Funny looking olives. I want pibara olive picks!!!


----------



## inthegrass (Mar 31, 2006)

albino olive x gtp.????????? :wink:


----------



## TrueBlue (Mar 31, 2006)

me sorry oh olive masta, please dont wup me, me be good snake boy.


----------



## Snow1369 (Mar 31, 2006)

ohhh! i love em'
more GTP's Yellow One's~!


----------



## TrueBlue (Mar 31, 2006)

ha ha, the last time I did this my quota was up in no time and I couldnt post any for ages.
Must get a camera so I can take some pics of my good ones.


----------



## Snow1369 (Mar 31, 2006)

aren't these your good ones?


----------



## TrueBlue (Mar 31, 2006)

:wink:


----------



## Snow1369 (Mar 31, 2006)

i don't get it ! ?


----------



## TrueBlue (Mar 31, 2006)

some are some arnt.


----------



## Snow1369 (Mar 31, 2006)

what exactly arnt cause there all nice!


----------



## Haydz (Apr 7, 2006)

he/she is a good lookin snake


----------



## nervous (Apr 8, 2006)

your very lucky man to have those beauties
very nice indeed

cheers
ben.....


----------



## base2aau (Apr 8, 2006)

I have a couple of these, Ikeep them next to my albino green tree pythons


----------



## waruikazi (Apr 8, 2006)

base2aau said:


> I have a couple of these, Ikeep them next to my albino green tree pythons



Pics or it didn't happen :lol:


----------



## yommy (Apr 8, 2006)

what lighting system if any do you run rob for the ablino's and how do they go in sunshine?
Do the albinos get to the same size as their normal counterparts??


----------



## olivehydra (Apr 8, 2006)

yommy said:


> what lighting system if any do you run rob for the ablino's and how do they go in sunshine?
> Do the albinos get to the same size as their normal counterparts??



Cant answer for TB's but alot of the albino olives are being bred with the smaller variety. I suppose to increase their appeal to a wider customer base?


----------



## yommy (Apr 8, 2006)

thanks olive, i've heard that too. Makes sense do you know the max size of theses smaller ones?


----------



## olivehydra (Apr 8, 2006)

yommy said:


> thanks olive, i've heard that too. Makes sense do you know the max size of theses smaller ones?

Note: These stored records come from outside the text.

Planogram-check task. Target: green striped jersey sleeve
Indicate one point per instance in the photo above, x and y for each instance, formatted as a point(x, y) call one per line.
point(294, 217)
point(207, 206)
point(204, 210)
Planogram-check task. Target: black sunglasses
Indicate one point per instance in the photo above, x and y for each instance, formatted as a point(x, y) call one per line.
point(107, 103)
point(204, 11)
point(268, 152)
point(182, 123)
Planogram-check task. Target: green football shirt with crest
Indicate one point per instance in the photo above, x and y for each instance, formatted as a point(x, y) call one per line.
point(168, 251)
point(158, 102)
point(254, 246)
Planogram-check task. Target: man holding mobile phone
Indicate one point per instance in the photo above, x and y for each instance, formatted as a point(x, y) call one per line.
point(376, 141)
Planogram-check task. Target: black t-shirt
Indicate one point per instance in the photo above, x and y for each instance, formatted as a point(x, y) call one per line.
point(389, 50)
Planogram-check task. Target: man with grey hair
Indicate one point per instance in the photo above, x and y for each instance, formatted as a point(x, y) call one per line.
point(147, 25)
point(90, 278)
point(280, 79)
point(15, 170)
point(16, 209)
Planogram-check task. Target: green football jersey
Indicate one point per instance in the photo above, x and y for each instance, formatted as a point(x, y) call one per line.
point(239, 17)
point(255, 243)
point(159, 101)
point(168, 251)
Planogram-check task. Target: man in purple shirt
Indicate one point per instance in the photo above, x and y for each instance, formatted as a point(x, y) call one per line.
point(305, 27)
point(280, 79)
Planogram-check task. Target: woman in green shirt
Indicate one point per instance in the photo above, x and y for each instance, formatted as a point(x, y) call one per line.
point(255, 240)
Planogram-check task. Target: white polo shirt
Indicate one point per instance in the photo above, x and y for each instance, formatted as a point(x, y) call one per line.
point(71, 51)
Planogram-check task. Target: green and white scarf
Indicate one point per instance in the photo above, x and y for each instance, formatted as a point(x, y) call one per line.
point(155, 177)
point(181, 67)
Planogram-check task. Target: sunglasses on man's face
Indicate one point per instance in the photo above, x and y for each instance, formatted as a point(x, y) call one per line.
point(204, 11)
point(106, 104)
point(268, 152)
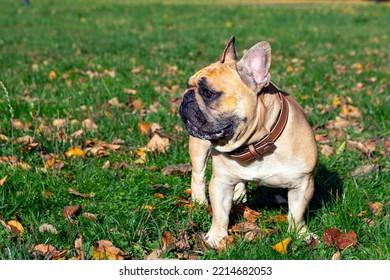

I believe they max out (on average at 2 - 2.5m) as opposed to 3 - 4. Bring on the 6m Pilbaras I say


----------



## TrueBlue (Apr 8, 2006)

Yeah, these are the darwin olives evidently, which dont grow as big.
I just keep them like any other snake, but my bank system enables evey second tank high to have a heated area from the tank below so no lights are in their tanks, they have tinted glass fronts,(only by fluke), so light is not a factor, but when taken outside they dont seem to be to worried about it. I would not want to prolong them to too much direct sunlightas being nocturnal even normals dont like too much.


----------



## olivehydra (Apr 8, 2006)

I have probably already asked, but when are you starting to cool them down? What temps to you get (night time) up your neck of the woods in "winter"?


----------



## yommy (Apr 8, 2006)

Thanks for that Rob, It's amazing the size difference between localities. 
Katherine being only 300kms south, we get absolute monsters. 
I have a friend with some of the biggest olives i've seen. 
And tough as nails, great animals


----------



## olivehydra (Apr 8, 2006)

yommy said:


> Thanks for that Rob, It's amazing the size difference between localities.
> Katherine being only 300kms south, we get absolute monsters.
> I have a friend with some of the biggest olives i've seen.
> And tough as nails, great animals



Pics please


----------



## TrueBlue (Apr 8, 2006)

In mid winter it gets below 10 degrees, and all my animals have full acsess to those temps.
Because of the way its set up I dont need to cool them down, they do it themselves, although while mating I turn the heat off at night and on during the day. Usually april/may I start mating the olives. 
I used this same method to better effect when I lived down south as the temp gradiants are much more seasonaly defined and this enables earlier matings.


----------



## yommy (Apr 8, 2006)

i'll see what i can do...


----------



## yommy (Apr 8, 2006)

here's one from a callout last year. Great condition for a wild animal.


----------



## yommy (Apr 8, 2006)

And a different one from another callout. This one tried to eat a bloke cattle dog pup. Luckily for the snake the farmer appreciated their place and didn't extract revenge. Both animals lived to fight another day.


----------



## olivehydra (Apr 8, 2006)

Ooooh baby, thats great  Massive head for an olive, must be quite an old animal. More. more :wink:


----------



## yommy (Apr 8, 2006)

I see more of the larger ones getting around then littler ones, they are the king of the territory and one of the most common encountered around the katherine and surrounding area's. Great animals but to large for my housing situation though i'm extremely lucky to see these guys regulary in their wild environment. Joys of being in the NT


----------



## olivehydra (Apr 8, 2006)

yommy said:


> I see more of the larger ones getting around then littler ones, they are the king of the territory and one of the most common encountered around the katherine and surrounding area's. Great animals but to large for my housing situation though i'm extremely lucky to see these guys regulary in their wild environment. Joys of being in the NT



Very lucky to have them in your "backyard". I think you can always find room for one or two though, just get rid of any boring morelia that might be wasting valuable housing space :wink:


----------



## yommy (Apr 8, 2006)

The smaller albino's would be a great option size wise if I had the cash. 
The boring morelia's are paying their way to the procurment of better species.
I want woma's before anything else anyway


----------